Backgroun
note – still working on this but chime in if you’re following along or wanna help
We’ve done a few videos lately about
… which is a great resource for building ROCm support in your environment. It is great for getting up and running on Ubuntu 24.04 LTS, and to a lesser extent 25.04, but on bleeding edge distros like Arch with newer kernels it can be a little problematic.
Firstly, there is no warning in the readme in the repo that it really wants cmake
prior to version 4.0, but it can also be a little misleading as to whether or not you need the proprietary AMD driver or if it’ll work with the open source driver. [ I recommend the open source driver and latest kernel / linux-firmware packages, generally, fwiw… ]
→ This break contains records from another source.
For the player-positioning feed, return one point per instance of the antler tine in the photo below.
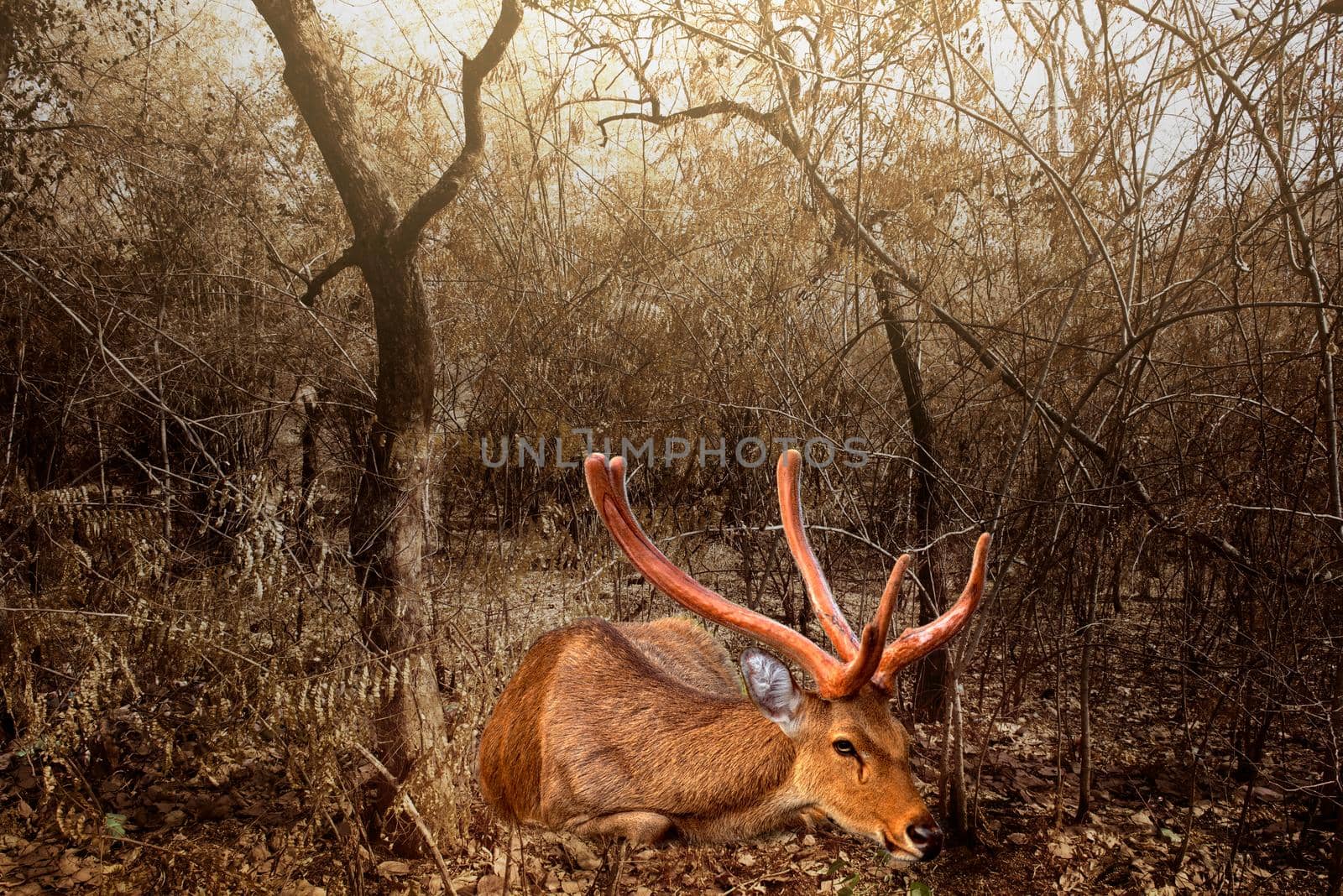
(606, 486)
(864, 665)
(818, 589)
(926, 638)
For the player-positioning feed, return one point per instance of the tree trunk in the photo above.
(931, 687)
(387, 522)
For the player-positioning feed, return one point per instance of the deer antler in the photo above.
(863, 658)
(818, 589)
(917, 643)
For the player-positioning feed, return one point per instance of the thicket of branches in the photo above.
(1068, 270)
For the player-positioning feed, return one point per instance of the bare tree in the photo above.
(387, 524)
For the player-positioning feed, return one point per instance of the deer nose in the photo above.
(926, 839)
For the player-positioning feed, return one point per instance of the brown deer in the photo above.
(641, 730)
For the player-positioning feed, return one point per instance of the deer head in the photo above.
(850, 755)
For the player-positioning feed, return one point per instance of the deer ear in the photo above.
(772, 688)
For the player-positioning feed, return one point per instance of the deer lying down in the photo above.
(640, 730)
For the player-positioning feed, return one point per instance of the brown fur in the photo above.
(641, 730)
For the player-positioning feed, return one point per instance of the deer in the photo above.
(641, 732)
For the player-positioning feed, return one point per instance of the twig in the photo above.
(409, 805)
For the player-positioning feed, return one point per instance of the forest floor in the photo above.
(1155, 826)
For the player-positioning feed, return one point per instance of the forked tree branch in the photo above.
(326, 100)
(474, 71)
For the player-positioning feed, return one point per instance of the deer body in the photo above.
(685, 753)
(646, 732)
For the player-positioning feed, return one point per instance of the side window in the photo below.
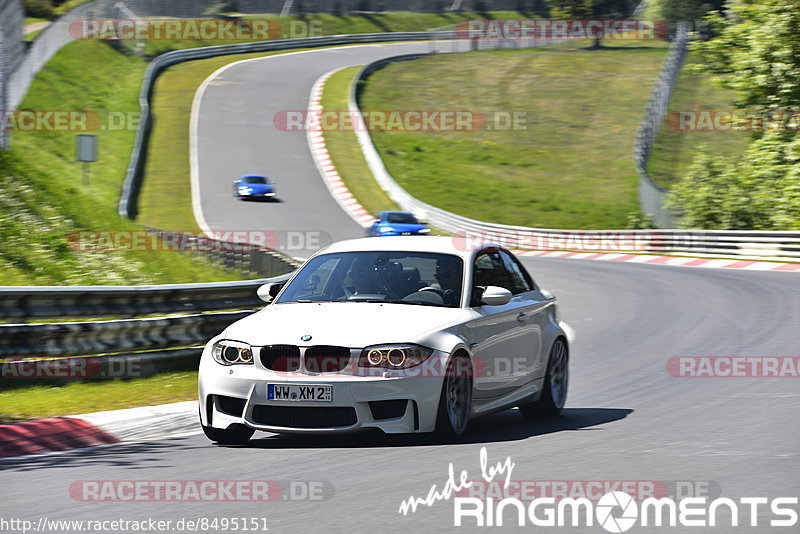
(490, 271)
(520, 280)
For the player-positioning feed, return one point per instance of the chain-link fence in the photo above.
(651, 195)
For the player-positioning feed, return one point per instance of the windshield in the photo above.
(415, 278)
(401, 218)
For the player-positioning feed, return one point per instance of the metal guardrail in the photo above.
(780, 246)
(23, 303)
(102, 337)
(55, 371)
(121, 341)
(250, 260)
(134, 175)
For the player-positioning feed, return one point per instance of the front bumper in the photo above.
(394, 405)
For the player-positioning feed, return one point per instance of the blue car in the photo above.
(397, 223)
(254, 186)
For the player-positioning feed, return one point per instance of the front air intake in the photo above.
(284, 358)
(326, 358)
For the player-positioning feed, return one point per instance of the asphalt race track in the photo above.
(236, 135)
(627, 418)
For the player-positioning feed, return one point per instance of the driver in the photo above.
(447, 288)
(448, 276)
(364, 278)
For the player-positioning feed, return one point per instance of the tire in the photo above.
(455, 401)
(233, 435)
(556, 383)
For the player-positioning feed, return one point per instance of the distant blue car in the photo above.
(397, 223)
(254, 186)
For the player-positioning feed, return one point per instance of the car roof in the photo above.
(457, 246)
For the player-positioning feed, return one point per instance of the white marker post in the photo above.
(87, 153)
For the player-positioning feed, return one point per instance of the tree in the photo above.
(756, 52)
(592, 9)
(687, 10)
(760, 191)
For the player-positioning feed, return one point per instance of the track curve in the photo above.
(233, 134)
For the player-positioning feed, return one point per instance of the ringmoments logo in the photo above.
(614, 511)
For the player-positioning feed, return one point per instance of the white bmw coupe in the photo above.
(402, 334)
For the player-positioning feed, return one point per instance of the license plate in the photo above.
(299, 393)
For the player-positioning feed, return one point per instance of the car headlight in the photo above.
(400, 356)
(229, 352)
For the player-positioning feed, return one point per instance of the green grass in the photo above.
(42, 199)
(298, 26)
(345, 151)
(572, 166)
(38, 402)
(673, 150)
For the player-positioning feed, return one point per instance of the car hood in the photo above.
(347, 324)
(259, 188)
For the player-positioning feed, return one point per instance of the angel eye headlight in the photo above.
(375, 357)
(228, 352)
(399, 356)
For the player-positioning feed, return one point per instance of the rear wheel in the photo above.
(455, 402)
(233, 435)
(556, 381)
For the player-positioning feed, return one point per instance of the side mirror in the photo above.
(496, 296)
(267, 292)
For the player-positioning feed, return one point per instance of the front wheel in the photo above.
(455, 402)
(556, 381)
(233, 435)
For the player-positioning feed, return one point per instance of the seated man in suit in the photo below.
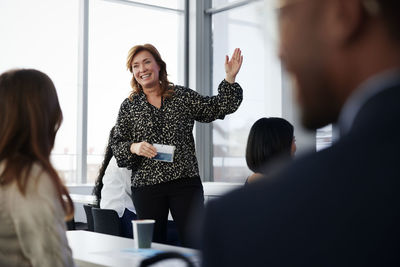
(339, 206)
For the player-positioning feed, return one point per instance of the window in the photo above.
(43, 34)
(260, 78)
(33, 37)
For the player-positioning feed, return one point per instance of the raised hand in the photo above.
(143, 149)
(233, 65)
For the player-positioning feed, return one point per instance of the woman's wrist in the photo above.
(230, 79)
(132, 148)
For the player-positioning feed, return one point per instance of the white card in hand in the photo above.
(164, 152)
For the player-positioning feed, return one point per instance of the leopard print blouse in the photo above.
(171, 124)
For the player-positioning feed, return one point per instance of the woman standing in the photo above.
(159, 112)
(34, 203)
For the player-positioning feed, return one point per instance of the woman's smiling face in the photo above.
(145, 69)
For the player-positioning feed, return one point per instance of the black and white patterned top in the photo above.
(172, 124)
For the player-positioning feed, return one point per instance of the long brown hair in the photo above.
(166, 86)
(30, 116)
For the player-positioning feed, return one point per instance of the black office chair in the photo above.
(165, 256)
(106, 221)
(89, 217)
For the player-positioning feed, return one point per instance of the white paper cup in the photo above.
(143, 233)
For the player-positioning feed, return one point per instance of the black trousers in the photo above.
(184, 197)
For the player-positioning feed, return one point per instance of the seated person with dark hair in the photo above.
(269, 139)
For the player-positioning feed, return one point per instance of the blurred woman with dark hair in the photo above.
(269, 139)
(34, 203)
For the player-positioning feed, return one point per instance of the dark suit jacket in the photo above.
(337, 207)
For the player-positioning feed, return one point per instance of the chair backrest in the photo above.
(89, 216)
(106, 221)
(165, 256)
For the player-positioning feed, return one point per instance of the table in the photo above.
(92, 249)
(83, 199)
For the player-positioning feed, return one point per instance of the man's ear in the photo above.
(344, 21)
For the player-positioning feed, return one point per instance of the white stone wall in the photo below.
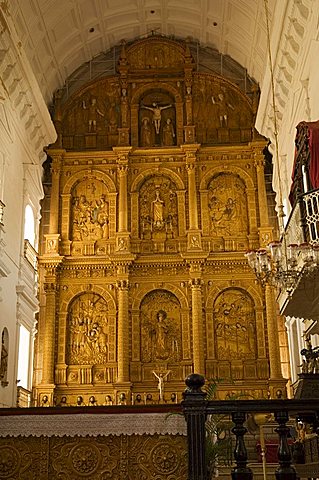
(25, 128)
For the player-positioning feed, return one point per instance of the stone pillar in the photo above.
(57, 156)
(123, 333)
(197, 321)
(194, 241)
(265, 231)
(50, 288)
(272, 330)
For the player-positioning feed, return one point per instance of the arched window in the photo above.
(4, 357)
(29, 225)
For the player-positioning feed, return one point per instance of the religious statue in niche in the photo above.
(227, 206)
(234, 325)
(157, 120)
(160, 323)
(218, 105)
(87, 325)
(158, 209)
(90, 211)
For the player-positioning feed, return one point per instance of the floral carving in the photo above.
(85, 459)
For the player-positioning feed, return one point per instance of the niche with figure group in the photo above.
(235, 325)
(160, 328)
(157, 120)
(88, 330)
(90, 211)
(158, 209)
(227, 205)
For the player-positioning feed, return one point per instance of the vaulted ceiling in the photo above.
(59, 36)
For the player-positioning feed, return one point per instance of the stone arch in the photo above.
(4, 356)
(235, 328)
(141, 177)
(81, 175)
(247, 204)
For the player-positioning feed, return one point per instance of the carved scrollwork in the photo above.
(160, 327)
(235, 326)
(88, 330)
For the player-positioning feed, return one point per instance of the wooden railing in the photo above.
(196, 409)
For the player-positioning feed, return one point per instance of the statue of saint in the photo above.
(157, 114)
(146, 133)
(157, 207)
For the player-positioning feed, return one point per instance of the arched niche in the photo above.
(234, 326)
(4, 357)
(160, 321)
(87, 339)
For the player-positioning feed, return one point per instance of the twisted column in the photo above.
(197, 325)
(272, 330)
(123, 333)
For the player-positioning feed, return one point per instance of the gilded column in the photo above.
(50, 288)
(194, 235)
(197, 325)
(272, 330)
(262, 196)
(122, 169)
(123, 332)
(52, 238)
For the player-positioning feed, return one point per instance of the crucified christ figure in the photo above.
(157, 114)
(160, 377)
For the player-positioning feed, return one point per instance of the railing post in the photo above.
(241, 471)
(194, 408)
(285, 471)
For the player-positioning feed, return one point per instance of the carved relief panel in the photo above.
(157, 120)
(90, 211)
(158, 209)
(87, 330)
(160, 328)
(92, 118)
(227, 206)
(235, 325)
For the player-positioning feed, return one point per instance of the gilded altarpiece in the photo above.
(157, 192)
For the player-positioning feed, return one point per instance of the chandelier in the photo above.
(283, 265)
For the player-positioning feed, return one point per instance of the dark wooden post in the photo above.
(285, 471)
(194, 408)
(241, 471)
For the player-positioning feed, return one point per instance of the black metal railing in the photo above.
(196, 409)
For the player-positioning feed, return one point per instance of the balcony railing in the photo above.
(196, 409)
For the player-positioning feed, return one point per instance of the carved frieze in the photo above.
(235, 325)
(88, 329)
(160, 325)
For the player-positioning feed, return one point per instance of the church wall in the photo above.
(157, 191)
(25, 127)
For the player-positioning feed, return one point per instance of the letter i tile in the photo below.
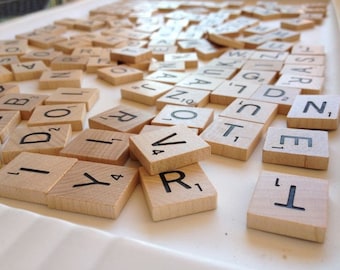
(30, 176)
(178, 192)
(94, 189)
(290, 205)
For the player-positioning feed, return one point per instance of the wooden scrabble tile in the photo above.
(42, 139)
(178, 193)
(200, 82)
(171, 77)
(308, 84)
(251, 110)
(120, 74)
(88, 96)
(314, 112)
(9, 120)
(30, 176)
(184, 96)
(121, 118)
(296, 147)
(232, 138)
(73, 114)
(282, 96)
(94, 189)
(290, 205)
(145, 92)
(229, 90)
(168, 149)
(103, 146)
(28, 70)
(60, 78)
(193, 117)
(25, 103)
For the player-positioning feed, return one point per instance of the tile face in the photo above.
(30, 176)
(290, 205)
(168, 149)
(121, 118)
(232, 138)
(73, 114)
(296, 147)
(314, 112)
(99, 146)
(178, 193)
(42, 139)
(94, 189)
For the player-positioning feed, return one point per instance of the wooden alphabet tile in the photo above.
(145, 92)
(251, 110)
(42, 139)
(30, 176)
(290, 205)
(178, 192)
(9, 120)
(121, 118)
(88, 96)
(94, 189)
(314, 112)
(232, 138)
(120, 74)
(185, 97)
(28, 70)
(168, 149)
(25, 103)
(192, 117)
(73, 114)
(229, 90)
(282, 96)
(60, 78)
(296, 147)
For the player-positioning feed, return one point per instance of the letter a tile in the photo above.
(168, 148)
(30, 176)
(290, 205)
(178, 193)
(94, 189)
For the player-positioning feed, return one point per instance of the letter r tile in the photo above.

The rationale for this guide is to walk through setting up TheRock for gfx1151, for example, on the HP G1A.
This approach is also how you can approach 5-10 tokens/sec on Q4 70b models. Note that I find the Vulkan backend to be faster and more reliable on gfx1151 at least as of the first week of June in 2025.
… this guide should work with this setup, if your setup is this or resembles this.
These patch steps are not necessary on distros like Ubuntu 24.04 LTS.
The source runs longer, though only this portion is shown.